Il Partito comunista cecoslovacco ha bisogno di dare una svolta al suo rapporto con la Chiesa cattolica. Nei primi anni successivi al “Febbraio vittorioso” del 1948 ha tentato di introdursi all’interno della Chiesa, di allontanare i vescovi e i sacerdoti dal Papa e di creare una Chiesa nazionale – ben controllata, come il Movimento dei Preti per la Pace – ma senza riuscirvi. Per estirpare la religione, “oppio del popolo”, dalle anime dei fedeli, cerca ora di mettere in ridicolo la gerarchia ecclesiastica e di scoprire i “trucchi” che hanno luogo nelle chiese.
Il protagonista della vicenda, Josef Toufar, nasce nel 1902 e all’età di otto anni perde la mamma. Come i suoi quattro fratelli, anche Josef è costretto ad aiutare il padre nella fattoria e perciò non può continuare a studiare. Ma quando il padre muore e il fratello maggiore si sposa e decide di occuparsi da solo del podere, Josef, all’epoca ventiseienne, può finalmente iscriversi al ginnasio e in seguito accedere agli studi di teologia.
Quando nel 1940 viene ordinato sacerdote, è ormai un uomo maturo che conosce le difficoltà della vita. In prigione dimostra una straordinaria forza d’animo che non si lascia piegare né dal freddo, né dalla fame e nemmeno dalle percosse.
Martoriato, viene riportato a Čihošť e trascinato sul pulpito della sua chiesa, dove viene ripreso in un documentario con lo scopo di dimostrare che da lassù ha potuto muovere la croce. Le scolaresche sono costrette a vedere il filmato che dimostra il comportamento disdicevole di un sacerdote e quindi di tutta la Chiesa cattolica.

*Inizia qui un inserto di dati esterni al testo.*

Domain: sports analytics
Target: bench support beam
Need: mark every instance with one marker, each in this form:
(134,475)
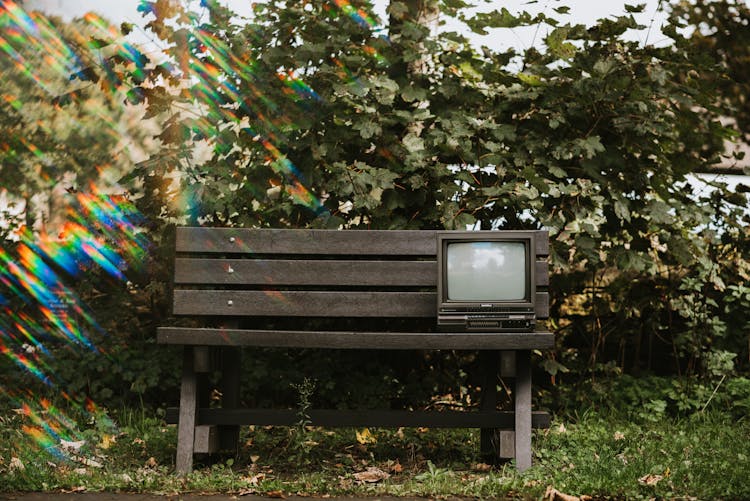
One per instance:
(188,411)
(523,410)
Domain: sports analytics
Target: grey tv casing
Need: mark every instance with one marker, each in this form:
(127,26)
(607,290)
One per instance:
(486,315)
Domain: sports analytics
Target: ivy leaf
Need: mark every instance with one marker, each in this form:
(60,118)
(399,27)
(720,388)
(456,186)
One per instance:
(413,143)
(530,79)
(367,128)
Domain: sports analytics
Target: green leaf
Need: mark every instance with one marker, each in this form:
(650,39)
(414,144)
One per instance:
(413,143)
(530,79)
(367,128)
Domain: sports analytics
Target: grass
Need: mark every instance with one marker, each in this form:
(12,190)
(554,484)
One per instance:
(705,456)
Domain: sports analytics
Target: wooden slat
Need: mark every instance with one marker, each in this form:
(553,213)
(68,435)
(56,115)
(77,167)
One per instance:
(305,303)
(358,340)
(541,274)
(542,305)
(317,242)
(361,418)
(316,272)
(522,401)
(316,303)
(306,242)
(188,408)
(276,272)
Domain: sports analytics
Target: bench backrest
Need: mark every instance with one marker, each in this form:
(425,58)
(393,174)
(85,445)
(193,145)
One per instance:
(232,272)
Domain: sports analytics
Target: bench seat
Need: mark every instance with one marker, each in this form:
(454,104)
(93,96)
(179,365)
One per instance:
(357,340)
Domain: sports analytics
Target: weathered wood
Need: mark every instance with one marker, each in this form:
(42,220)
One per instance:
(541,308)
(488,363)
(306,242)
(231,363)
(541,273)
(188,408)
(229,274)
(508,364)
(507,443)
(522,399)
(280,272)
(305,303)
(367,417)
(316,303)
(358,340)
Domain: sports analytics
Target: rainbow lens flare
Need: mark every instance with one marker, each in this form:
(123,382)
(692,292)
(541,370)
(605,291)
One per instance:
(38,310)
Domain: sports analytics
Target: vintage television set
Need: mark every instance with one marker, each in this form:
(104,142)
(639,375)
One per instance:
(486,281)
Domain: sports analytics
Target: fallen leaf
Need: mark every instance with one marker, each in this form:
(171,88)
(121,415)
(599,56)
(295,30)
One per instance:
(107,441)
(371,475)
(88,462)
(72,446)
(650,479)
(365,437)
(80,488)
(255,479)
(553,494)
(16,465)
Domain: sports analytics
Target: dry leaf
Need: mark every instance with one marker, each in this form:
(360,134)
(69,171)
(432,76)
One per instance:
(107,441)
(80,488)
(650,479)
(255,479)
(371,474)
(365,437)
(88,462)
(72,446)
(16,465)
(553,494)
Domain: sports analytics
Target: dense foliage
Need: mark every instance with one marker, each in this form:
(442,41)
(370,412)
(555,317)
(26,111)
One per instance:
(316,114)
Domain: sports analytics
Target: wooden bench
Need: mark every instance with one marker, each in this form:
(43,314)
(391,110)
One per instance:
(233,277)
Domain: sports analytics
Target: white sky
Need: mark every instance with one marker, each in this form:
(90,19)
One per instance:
(581,11)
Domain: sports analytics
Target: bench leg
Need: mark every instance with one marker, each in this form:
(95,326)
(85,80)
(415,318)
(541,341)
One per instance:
(231,359)
(188,410)
(489,366)
(523,410)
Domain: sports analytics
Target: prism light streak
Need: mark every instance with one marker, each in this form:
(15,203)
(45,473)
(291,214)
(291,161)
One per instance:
(359,16)
(102,233)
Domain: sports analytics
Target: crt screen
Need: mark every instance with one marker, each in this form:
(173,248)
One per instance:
(486,271)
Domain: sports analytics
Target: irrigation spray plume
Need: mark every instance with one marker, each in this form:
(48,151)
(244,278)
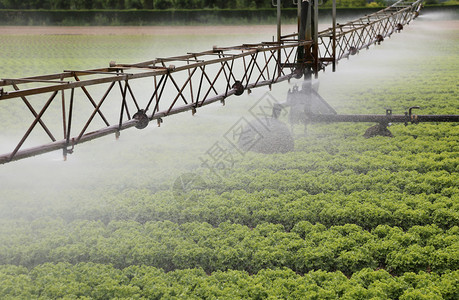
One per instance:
(207,77)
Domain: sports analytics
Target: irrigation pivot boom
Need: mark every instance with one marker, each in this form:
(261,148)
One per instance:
(121,96)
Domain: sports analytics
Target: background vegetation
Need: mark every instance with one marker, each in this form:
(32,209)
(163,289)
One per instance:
(340,217)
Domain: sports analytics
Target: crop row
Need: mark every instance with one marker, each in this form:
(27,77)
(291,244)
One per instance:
(170,246)
(53,281)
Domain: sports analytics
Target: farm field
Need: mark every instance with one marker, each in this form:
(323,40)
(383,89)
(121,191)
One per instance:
(339,217)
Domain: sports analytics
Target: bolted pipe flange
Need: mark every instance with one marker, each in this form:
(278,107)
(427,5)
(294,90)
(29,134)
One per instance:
(238,87)
(352,50)
(141,118)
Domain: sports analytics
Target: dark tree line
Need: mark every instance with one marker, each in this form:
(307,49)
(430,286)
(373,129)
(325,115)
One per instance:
(132,4)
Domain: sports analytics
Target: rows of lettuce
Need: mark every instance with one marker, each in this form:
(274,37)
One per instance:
(170,246)
(100,281)
(334,180)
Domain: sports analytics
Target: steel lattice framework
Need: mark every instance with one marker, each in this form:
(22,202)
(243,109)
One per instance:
(127,95)
(355,35)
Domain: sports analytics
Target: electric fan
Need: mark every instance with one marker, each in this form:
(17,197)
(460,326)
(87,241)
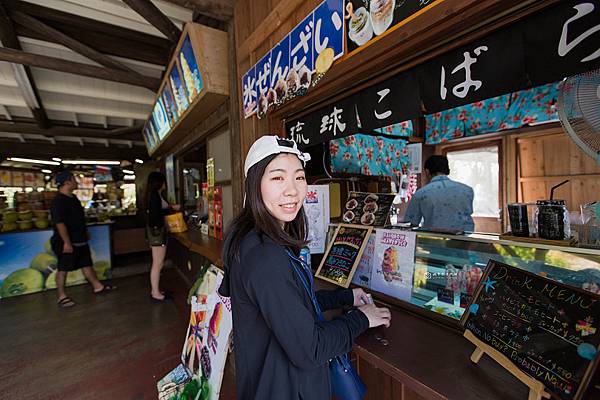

Il calvario di don Josef Toufar non finisce qui. Egli viene torturato al punto da dover essere ricoverato in ospedale e sottoposto a intervento chirurgico, ma ormai è troppo tardi: muore poco dopo l’operazione, all’età di 48 anni. La notizia della morte del sacerdote non deve trapelare né dalla prigione, né dall’ospedale e tanto meno dal cimitero. Viene registrato con un nome diverso dal suo e sepolto in una fossa comune; tuttavia un agente della Polizia segreta si annota il punto esatto in cui giace il suo corpo. Questo fatto ha permesso di ritrovare i resti di don Toufar e di dargli una degna sepoltura nella chiesa di Čihošť dopo la Rivoluzione di velluto del 1989.
In questo periodo di incertezza ci aiutano le sue parole: “Il tempo è un bene prezioso. Perciò viviamo come se dovessimo morire oggi, vigilando da uomini saggi”.
Nel 2015 la casa editrice Itaca ha pubblicato il libro di Miloš Doležal intitolalo Come se dovessimo morire oggi, tradotto da Tiziana Menotti. Il libro è attuale e non solo per il settantesimo anniversario della morte del suo protagonista.
La prefazione al libro è del cardinale Dominik Duka, arcivescovo di Praga, e vale la pena di citarne un passaggio, rilevante ancora oggi in particolare per noi europei: “Il ritorno alla ribalta del parroco Toufar e di Čihošť rappresenta il secondo atto della lotta dell’uomo per la libertà e la conferma dell’irriducibilità della fede, di quella fede su cui è costruita tutta la civiltà occidentale e senza la quale non si può vivere da persone libere”.